Dans les premiers mois de 1996, un événement vint chambouler Broadway de façon conséquente. RENT, un opéra-rock adapté de La Bohème, par un certain Jonathan Larson, allait devenir un véritable phénomène culturel. Dans RENT, un groupe de jeunes adultes essaie de survivre au début des années 90 dans l’East Village, entre drogue, pauvreté et SIDA : et quand son auteur, Jonathan Larson, meurt brutalement à 35 ans la veille de la première off-Broadway, le show prend une résonance encore plus profonde et devient un véritable phénomène. Pendant douze ans Mark, Mimi, Roger et leurs proches ont scandé « no day but today » (vivre l’instant présent) à Broadway, nous rappelant à tous de vivre chaque jour pleinement comme si c’était le dernier.
Parmi la troupe originale, Anthony Rapp joue le rôle de Mark Cohen, le réalisateur qui sert de fil conducteur à l’histoire. Il rejoint le projet dès 1994, et en voit toutes les étapes de création. En parallèle, sa vie personnelle le rattrape lorsqu’il apprend que sa mère est atteinte d’un cancer. Les deux années qui suivront seront très éprouvantes, entre le process de création de RENT, suivi de son énorme succès, et la disparition de Jonathan Larson, puis de sa mère après une longue maladie.
Rapp est toujours resté très proche du spectacle, reprenant son rôle à plusieurs reprises, notamment pour les toutes dernières représentation de la production originale, et acceptant de venir parler du phénomène dans les lycées et universités aux Etats-Unis. En 2006, il écrit un livre relatant cette partie de sa vie, Without You: A Memoir of Love, Loss, and the Musical Rent qui sert de base à son spectacle.

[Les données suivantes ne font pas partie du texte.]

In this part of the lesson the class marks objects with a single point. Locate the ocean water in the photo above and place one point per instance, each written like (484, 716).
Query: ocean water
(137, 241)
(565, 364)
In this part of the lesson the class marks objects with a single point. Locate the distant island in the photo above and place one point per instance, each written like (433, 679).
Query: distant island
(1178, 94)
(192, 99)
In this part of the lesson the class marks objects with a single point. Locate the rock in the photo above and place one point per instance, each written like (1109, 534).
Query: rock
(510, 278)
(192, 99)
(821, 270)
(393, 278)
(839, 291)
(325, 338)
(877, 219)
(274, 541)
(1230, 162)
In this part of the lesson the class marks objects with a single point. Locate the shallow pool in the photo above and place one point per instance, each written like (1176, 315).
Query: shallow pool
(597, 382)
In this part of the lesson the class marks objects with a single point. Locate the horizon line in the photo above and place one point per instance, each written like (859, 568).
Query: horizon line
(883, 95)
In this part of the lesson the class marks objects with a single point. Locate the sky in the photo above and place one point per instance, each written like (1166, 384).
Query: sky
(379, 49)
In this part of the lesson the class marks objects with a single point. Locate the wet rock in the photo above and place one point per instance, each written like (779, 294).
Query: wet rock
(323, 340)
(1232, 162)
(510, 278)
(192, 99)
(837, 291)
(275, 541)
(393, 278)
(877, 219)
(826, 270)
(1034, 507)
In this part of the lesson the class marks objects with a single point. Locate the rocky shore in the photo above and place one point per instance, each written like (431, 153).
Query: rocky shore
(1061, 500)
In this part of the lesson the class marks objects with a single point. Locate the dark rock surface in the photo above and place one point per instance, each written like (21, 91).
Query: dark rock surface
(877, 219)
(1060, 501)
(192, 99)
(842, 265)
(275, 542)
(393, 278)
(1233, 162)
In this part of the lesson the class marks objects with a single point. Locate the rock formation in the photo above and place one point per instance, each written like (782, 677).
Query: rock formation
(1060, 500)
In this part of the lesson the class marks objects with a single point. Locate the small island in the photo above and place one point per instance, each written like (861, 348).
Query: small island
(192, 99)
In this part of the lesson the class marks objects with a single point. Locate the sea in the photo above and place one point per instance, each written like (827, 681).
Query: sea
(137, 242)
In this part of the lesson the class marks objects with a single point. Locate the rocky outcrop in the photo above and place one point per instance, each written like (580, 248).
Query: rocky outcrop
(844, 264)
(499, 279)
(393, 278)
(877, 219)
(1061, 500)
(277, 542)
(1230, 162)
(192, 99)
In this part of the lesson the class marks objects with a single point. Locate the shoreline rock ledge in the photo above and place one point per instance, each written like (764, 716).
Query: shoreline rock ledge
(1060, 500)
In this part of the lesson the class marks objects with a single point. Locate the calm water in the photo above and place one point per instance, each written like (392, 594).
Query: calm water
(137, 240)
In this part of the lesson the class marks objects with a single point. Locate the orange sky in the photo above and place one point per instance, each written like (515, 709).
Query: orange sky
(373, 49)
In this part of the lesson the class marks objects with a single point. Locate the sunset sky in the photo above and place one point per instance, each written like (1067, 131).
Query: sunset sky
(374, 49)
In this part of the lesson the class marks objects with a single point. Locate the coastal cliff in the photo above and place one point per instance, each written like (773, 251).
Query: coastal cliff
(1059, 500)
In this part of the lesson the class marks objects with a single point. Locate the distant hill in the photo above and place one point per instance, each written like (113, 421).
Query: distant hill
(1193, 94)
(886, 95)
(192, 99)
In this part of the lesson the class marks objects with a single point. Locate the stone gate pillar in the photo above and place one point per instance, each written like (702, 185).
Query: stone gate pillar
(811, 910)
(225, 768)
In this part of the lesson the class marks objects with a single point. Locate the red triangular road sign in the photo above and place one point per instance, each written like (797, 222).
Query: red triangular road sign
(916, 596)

Rapp commence son one-man-show avec sa première audition pour RENT. De ce point de départ — sa rencontre avec Larson — il nous entraine dans les coulisses de la création du spectacle, puis dans l’émotion de la perte brutale de son créateur. Habilement entrecoupé d’extraits de chansons (quelques originales, quelques reprises, et RENT, forcément), le rythme du spectacle est soutenu et ne retombe à aucun moment ; et si l’on pourrait craindre de s’ennuyer devant cette histoire, simple en apparence, il n’en est rien. Les fans se replongeront dans l’histoire d’un spectacle-culte, et les novices se laisseront emporter par ce récit passionné et émouvant.
Rapp sait mettre sa voix en valeur et l’émotion qu’il dégage est prenante. Pour les fans, l’entendre chanter des extraits de RENT n’appartenant pas à son rôle (notamment une très jolie version de « One Song Glory ») est un délice. De plus, il faut saluer les arrangements musicaux de Dan Weiss et Tom Kitt, particulièrement réussis : aussi belle soit-elle, une chanson de groupe comme « Seasons of Love » est rarement convaincante interprétée en solo ; ici par de très subtils changements, et en s’appuyant au maximum sur les (excellents) musiciens présents, on redécouvre cette mélodie pourtant entendue des centaines de fois.
Autre passage intéressant, quand Rapp relate le déroulement de la première de RENT off-Broadway en prenant pour repère certains passages du spectacle : les musiciens en fond passent d’une mélodie a l’autre, commençant quelques accords de « RENT », puis « One Song Glory », puis « Light my Candle » … En quatre ou cinq minutes, toutes les chansons principales sont évoquées, et on se surprend à visualiser d’autant mieux les différentes anecdotes.
Alternant entre histoire professionnelle et personnelle, certains passages peuvent sembler très intimes (et ils le sont), mais Rapp sait habilement doser son récit pour ne pas tomber dans un voyeurisme primaire. Il choisit de raconter une partie de sa vie, très simplement et sans fioritures.
Without You ouvre ce soir à Londres, et se jouera jusqu’au 15 Septembre. Il est fort possible que vous ressortiez du spectacle avec une envie de voir ou revoir RENT sur scène… Cela tombe bien, une troupe anglaise jouera justement le show du 5 au 16 Septembre au Greenwich Theatre.